Thursday, July 06, 2006

School Choice

When we stop calling school choice and vouchers a satanic idea maybe we can have a real debate about it. Milton Friedman explains his revolutionary idea from 50 years ago in the linked article.
“The fundamental thing that’s wrong with our present setup of elementary and secondary schooling is that it’s a case in which the government is subsidizing a product,” he says. “If you subsidize the producers, as we do in schooling, they have every incentive to have a status quo, and a non-progressive system, because they are a monopoly.”

Friedman finds it unfair that a mother who sends her child to private school should also have to pay to educate children whose parents send them to public school — an injustice made more egregious in his view by the fact that the private school mom probably has more money and so has already paid more in taxes.

But he is just as ticked off by what he sees as the great unfairness to poor kids.

“It’s very clear that the people who suffer most in our present system are people in the slums — blacks, Hispanics, the poor, the underclass.”

When I ask him about the “achievement gap” separating low-scoring black and Latino students from better-scoring whites and Asians, he blames my “friends in the union.”

“They are running a system that maximizes the gap in performance. . . Tell me, where is the gap between the poor and rich wider than it is in schooling? A more sensible education system, one that is based on the market, would stave off the division of this country into haves and have-nots; it would make for a more egalitarian society because you’d have more equal opportunities for education.”

But how would overburdened minimum-wage workers be expected to find the time to research a slew of school options, I ask — hearing the patronizing tone of my question as it crosses my lips.

“Who’s in a better position?” Friedman asks.
...
“In the last 10 years, the amount spent per child on schooling has more than doubled after allowing for inflation. There’s been absolutely no improvement as far as I can see in the quality of education. . . .
The system you have is like a sponge.

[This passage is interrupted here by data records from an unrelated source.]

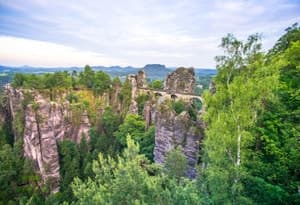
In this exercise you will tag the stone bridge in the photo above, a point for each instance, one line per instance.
(184, 96)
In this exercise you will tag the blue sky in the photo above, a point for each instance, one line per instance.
(134, 32)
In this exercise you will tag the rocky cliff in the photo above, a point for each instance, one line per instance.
(177, 130)
(42, 124)
(173, 131)
(182, 80)
(137, 82)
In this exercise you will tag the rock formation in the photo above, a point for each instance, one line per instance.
(45, 124)
(137, 81)
(182, 80)
(173, 130)
(176, 131)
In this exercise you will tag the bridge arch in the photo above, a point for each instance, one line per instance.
(196, 103)
(174, 97)
(157, 94)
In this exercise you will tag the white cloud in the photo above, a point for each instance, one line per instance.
(20, 51)
(151, 31)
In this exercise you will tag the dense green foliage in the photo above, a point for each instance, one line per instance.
(127, 181)
(250, 153)
(157, 84)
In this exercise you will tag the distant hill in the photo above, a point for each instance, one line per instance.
(154, 71)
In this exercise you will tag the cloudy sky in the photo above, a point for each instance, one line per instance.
(133, 32)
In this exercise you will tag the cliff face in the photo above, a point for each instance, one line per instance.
(176, 131)
(173, 130)
(137, 82)
(45, 124)
(182, 80)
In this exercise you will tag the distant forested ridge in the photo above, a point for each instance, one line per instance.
(250, 153)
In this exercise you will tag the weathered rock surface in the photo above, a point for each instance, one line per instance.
(176, 131)
(141, 79)
(137, 81)
(45, 124)
(182, 80)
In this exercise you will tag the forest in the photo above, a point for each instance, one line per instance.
(250, 153)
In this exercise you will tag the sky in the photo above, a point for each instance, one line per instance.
(134, 32)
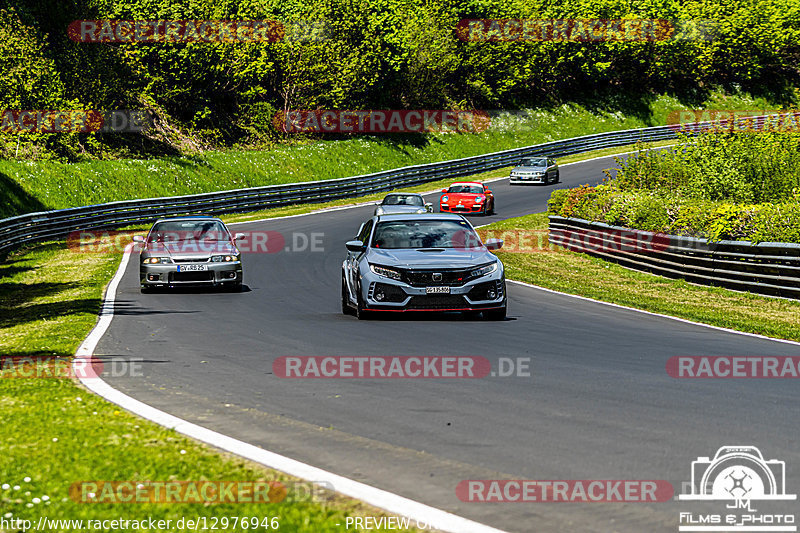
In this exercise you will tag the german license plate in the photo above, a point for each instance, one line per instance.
(191, 268)
(437, 290)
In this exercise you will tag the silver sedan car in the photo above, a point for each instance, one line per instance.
(403, 203)
(433, 262)
(189, 251)
(535, 170)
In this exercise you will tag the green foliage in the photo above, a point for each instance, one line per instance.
(376, 54)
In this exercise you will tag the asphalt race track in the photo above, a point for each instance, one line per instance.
(598, 404)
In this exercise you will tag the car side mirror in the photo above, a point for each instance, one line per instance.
(494, 244)
(355, 246)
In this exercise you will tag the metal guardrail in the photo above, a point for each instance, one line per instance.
(771, 268)
(49, 225)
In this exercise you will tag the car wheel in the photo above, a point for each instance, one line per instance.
(496, 314)
(346, 309)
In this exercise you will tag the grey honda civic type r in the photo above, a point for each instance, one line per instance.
(433, 262)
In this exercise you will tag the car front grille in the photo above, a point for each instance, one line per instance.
(191, 277)
(424, 278)
(437, 302)
(191, 260)
(479, 291)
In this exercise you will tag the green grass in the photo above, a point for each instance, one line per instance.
(36, 185)
(55, 433)
(575, 273)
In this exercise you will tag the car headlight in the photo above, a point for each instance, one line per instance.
(224, 258)
(155, 260)
(484, 270)
(386, 272)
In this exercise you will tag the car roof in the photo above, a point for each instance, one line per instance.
(193, 217)
(421, 216)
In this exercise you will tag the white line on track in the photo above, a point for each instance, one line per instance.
(418, 512)
(421, 513)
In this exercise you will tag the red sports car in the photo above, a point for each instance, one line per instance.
(467, 197)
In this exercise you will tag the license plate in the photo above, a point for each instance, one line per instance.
(437, 290)
(191, 268)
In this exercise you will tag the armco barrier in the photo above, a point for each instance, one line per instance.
(48, 225)
(771, 268)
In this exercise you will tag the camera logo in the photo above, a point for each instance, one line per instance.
(738, 475)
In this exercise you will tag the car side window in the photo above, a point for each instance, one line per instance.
(366, 229)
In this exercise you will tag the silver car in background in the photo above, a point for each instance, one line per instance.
(403, 202)
(189, 251)
(535, 170)
(433, 262)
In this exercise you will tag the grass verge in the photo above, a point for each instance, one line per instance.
(39, 185)
(55, 433)
(583, 275)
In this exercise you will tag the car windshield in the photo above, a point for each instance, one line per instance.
(417, 234)
(468, 189)
(403, 199)
(188, 230)
(535, 162)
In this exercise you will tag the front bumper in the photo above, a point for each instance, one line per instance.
(527, 179)
(163, 275)
(383, 294)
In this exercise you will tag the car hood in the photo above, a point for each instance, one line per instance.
(462, 195)
(447, 258)
(188, 249)
(389, 209)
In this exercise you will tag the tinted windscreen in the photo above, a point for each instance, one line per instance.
(469, 189)
(402, 199)
(424, 234)
(536, 162)
(187, 230)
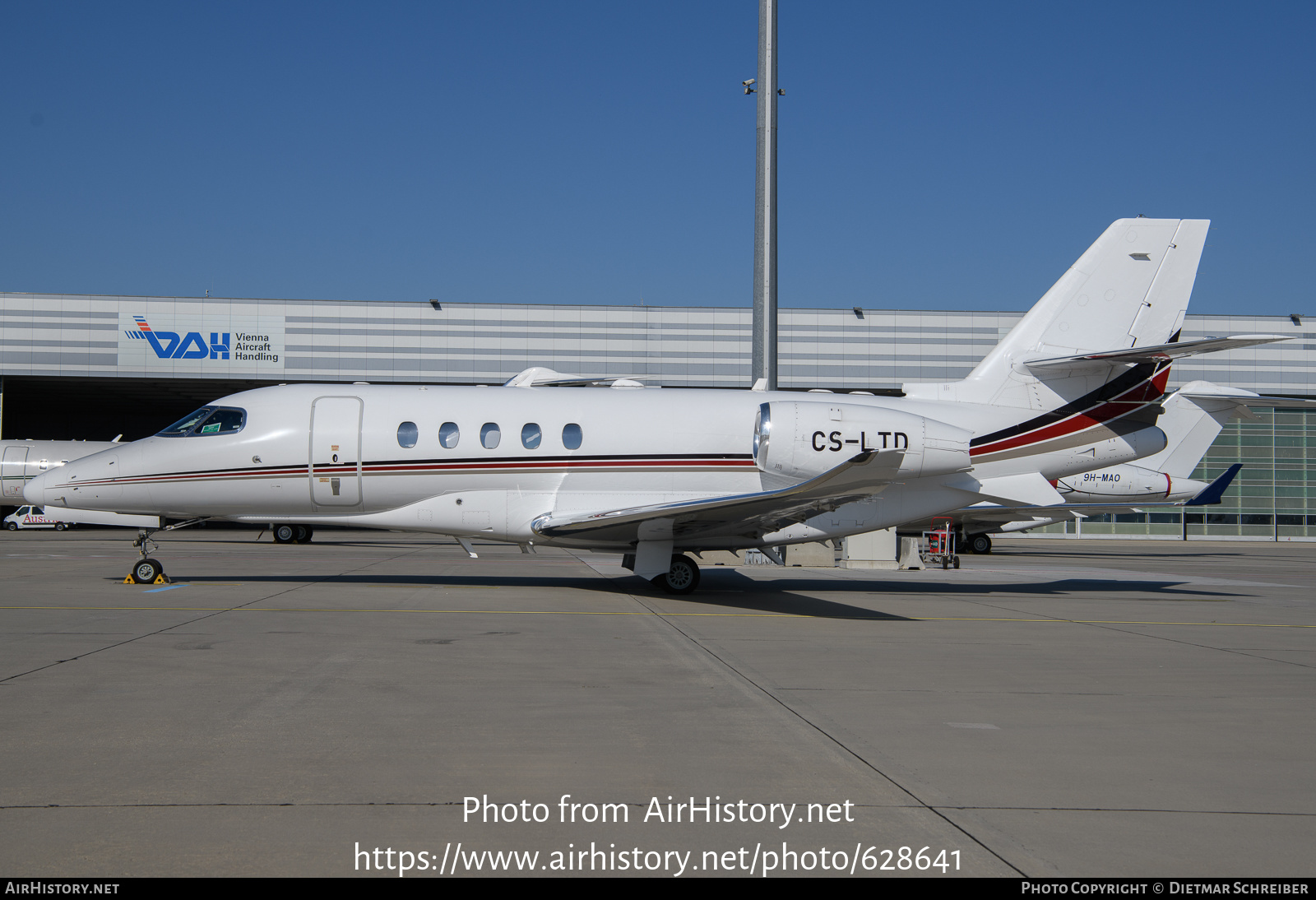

It will absorb the extra money. Because the incentives are wrong.

“Would you really rather have your automobile produced by a government agency? Do you really prefer the post office to FedEx? Why do people have this irrational attachment to a socialist system?”

Friedman says that Americans have benefited enormously from free market competition in virtually every other part of their lives. He thinks it’s a matter of time before consumers demand the same right to choose how their children’s minds will be nourished as they do in deciding what food to feed them.